7. A woman has twins and gives them up for adoption. One of them goes to
   a family in Egypt and is named "Ahmal." The other goes to a family in
   Spain; they name him "Juan." Years later, Juan sends a picture of
   himself to his birth mother. Upon receiving the picture, she tells
   her husband that she wishes she also had a picture of Ahmal. Her husband
   responds, "They're twins! If you've seen Juan, you've seen Ahmal."
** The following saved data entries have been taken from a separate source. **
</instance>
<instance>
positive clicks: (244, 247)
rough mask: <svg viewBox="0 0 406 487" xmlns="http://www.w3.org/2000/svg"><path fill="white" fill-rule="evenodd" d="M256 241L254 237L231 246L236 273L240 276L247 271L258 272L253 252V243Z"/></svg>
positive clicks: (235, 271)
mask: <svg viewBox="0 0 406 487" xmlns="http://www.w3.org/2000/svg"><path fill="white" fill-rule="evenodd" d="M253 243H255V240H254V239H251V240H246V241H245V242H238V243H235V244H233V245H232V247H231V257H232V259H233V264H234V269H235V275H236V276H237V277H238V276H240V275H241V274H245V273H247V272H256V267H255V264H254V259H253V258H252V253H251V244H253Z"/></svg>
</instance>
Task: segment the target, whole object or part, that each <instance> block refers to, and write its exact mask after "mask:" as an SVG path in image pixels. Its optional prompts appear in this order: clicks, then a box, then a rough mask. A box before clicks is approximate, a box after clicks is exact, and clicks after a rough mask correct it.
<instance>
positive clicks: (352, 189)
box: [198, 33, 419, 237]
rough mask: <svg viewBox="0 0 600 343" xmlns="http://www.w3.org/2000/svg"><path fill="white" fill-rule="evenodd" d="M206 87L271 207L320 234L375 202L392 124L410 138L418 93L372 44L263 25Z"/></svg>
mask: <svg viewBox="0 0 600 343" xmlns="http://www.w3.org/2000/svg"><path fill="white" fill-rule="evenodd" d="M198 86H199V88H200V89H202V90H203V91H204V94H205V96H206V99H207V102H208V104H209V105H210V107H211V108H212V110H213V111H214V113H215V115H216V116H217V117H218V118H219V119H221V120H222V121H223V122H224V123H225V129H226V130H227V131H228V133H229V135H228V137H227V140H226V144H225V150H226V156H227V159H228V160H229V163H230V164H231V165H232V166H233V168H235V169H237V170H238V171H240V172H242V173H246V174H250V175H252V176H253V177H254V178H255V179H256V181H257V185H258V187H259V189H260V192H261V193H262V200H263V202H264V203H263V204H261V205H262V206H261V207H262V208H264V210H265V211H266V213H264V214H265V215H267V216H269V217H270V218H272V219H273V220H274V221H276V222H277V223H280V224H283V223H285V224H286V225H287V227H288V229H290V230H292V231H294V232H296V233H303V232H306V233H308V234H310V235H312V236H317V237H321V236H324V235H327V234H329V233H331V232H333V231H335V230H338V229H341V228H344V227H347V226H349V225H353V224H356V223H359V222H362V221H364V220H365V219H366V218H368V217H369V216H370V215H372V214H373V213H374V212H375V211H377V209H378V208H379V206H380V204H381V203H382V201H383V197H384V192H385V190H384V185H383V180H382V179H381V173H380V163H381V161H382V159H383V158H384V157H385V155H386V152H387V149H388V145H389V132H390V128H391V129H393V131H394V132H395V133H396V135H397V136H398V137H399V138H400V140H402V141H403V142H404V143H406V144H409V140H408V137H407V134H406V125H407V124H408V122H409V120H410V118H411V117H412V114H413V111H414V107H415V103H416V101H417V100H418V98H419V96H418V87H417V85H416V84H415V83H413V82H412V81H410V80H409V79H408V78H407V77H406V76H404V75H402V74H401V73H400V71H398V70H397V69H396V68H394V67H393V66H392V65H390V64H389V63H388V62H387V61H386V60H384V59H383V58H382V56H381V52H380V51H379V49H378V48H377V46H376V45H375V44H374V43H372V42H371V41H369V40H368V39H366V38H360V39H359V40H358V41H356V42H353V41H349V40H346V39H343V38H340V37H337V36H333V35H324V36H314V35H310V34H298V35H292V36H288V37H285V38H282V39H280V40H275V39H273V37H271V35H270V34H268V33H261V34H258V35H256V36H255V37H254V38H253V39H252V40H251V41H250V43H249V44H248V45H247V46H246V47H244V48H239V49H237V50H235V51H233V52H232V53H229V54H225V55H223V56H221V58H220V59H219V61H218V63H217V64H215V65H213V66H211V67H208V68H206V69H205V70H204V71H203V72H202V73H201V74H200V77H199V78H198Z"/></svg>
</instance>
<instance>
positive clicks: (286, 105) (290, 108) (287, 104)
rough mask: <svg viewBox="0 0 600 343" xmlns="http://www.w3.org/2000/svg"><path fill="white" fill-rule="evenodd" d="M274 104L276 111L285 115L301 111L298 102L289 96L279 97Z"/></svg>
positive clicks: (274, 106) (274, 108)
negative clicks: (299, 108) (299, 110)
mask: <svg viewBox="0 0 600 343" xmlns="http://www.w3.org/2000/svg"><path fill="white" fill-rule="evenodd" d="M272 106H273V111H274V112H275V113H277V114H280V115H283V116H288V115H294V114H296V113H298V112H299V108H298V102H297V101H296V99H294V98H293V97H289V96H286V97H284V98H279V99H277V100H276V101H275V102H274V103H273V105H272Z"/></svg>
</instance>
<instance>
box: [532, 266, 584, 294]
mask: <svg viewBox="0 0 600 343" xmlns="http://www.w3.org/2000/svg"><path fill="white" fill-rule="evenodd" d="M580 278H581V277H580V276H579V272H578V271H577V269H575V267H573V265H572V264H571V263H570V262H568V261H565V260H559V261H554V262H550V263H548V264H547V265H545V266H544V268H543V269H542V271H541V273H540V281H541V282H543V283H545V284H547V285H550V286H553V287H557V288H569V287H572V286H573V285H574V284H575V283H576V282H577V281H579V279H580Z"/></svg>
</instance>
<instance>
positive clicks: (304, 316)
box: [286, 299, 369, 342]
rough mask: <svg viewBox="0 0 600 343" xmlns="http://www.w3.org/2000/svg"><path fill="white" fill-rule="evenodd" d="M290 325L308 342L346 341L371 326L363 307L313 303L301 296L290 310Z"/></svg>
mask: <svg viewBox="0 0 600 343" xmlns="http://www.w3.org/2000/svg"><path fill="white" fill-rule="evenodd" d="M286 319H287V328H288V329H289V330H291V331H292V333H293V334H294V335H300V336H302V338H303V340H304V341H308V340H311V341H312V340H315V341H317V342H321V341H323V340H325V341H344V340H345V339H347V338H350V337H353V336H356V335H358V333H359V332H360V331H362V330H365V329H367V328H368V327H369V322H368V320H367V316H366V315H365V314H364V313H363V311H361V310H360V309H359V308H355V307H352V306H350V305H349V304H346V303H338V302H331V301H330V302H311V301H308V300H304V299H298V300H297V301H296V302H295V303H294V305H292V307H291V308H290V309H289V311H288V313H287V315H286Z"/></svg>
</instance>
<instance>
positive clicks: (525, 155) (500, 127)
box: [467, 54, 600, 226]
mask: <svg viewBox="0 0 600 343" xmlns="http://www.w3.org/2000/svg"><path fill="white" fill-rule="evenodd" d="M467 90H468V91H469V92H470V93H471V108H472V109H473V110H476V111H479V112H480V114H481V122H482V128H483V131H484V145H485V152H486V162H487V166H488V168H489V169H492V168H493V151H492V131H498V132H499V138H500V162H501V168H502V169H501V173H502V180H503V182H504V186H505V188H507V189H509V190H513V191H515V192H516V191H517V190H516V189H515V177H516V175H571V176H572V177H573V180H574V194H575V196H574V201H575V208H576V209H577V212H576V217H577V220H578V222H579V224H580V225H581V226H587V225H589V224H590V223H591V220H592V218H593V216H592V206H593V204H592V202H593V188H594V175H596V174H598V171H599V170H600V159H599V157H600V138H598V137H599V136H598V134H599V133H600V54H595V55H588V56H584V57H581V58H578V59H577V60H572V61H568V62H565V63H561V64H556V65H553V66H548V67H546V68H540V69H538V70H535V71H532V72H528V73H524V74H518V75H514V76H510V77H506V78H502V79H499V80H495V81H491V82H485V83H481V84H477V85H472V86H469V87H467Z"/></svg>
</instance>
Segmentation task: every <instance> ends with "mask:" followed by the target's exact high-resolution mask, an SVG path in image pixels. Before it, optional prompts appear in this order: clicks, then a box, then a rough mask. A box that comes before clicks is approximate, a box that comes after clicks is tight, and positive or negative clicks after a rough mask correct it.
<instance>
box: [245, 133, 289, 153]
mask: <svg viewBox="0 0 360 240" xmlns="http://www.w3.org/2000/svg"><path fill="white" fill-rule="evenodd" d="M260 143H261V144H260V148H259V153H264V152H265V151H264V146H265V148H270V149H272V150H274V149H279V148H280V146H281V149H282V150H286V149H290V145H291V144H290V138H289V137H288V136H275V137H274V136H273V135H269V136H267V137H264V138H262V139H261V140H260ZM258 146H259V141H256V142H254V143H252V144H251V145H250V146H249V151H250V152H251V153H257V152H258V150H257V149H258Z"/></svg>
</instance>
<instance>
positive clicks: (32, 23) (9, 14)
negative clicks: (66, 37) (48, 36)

8. These friars were behind on their belfry payments, so they opened
   up small florist shop to raise funds. Since everyone liked to buy
   flowers from the men of God, a rival florist across town thought the
   competition was unfair. He asked the good fathers to close down, but
   they would not. He went back and begged the friars to close. They
   ignored him. So, the rival florist hired Hugh MacTaggart, the
   roughest and most vicious thug in town to"persuade" them to close. 
   Hugh beat up the friars and trashed their store, saying he'd 
   be back if they didn't close up shop. Terrified, they did so, 
   thereby proving that Hugh, and only Hugh, can prevent florist friars.

9. Mahatma Gandhi, as you know, walked barefoot most of the time,
   which produced an impressive set of calluses on his feet. He also ate
   very little,which made him rather frail and with his odd diet, he
   suffered from badbreath. This made him ....what? (Oh, man, this is so
   bad, it's good)
   A super callused fragile mystic hexed by halitosis.

10. NASA recently sent a number of Holsteins into orbit for experimental
    purposes. They called it the herd shot round the world.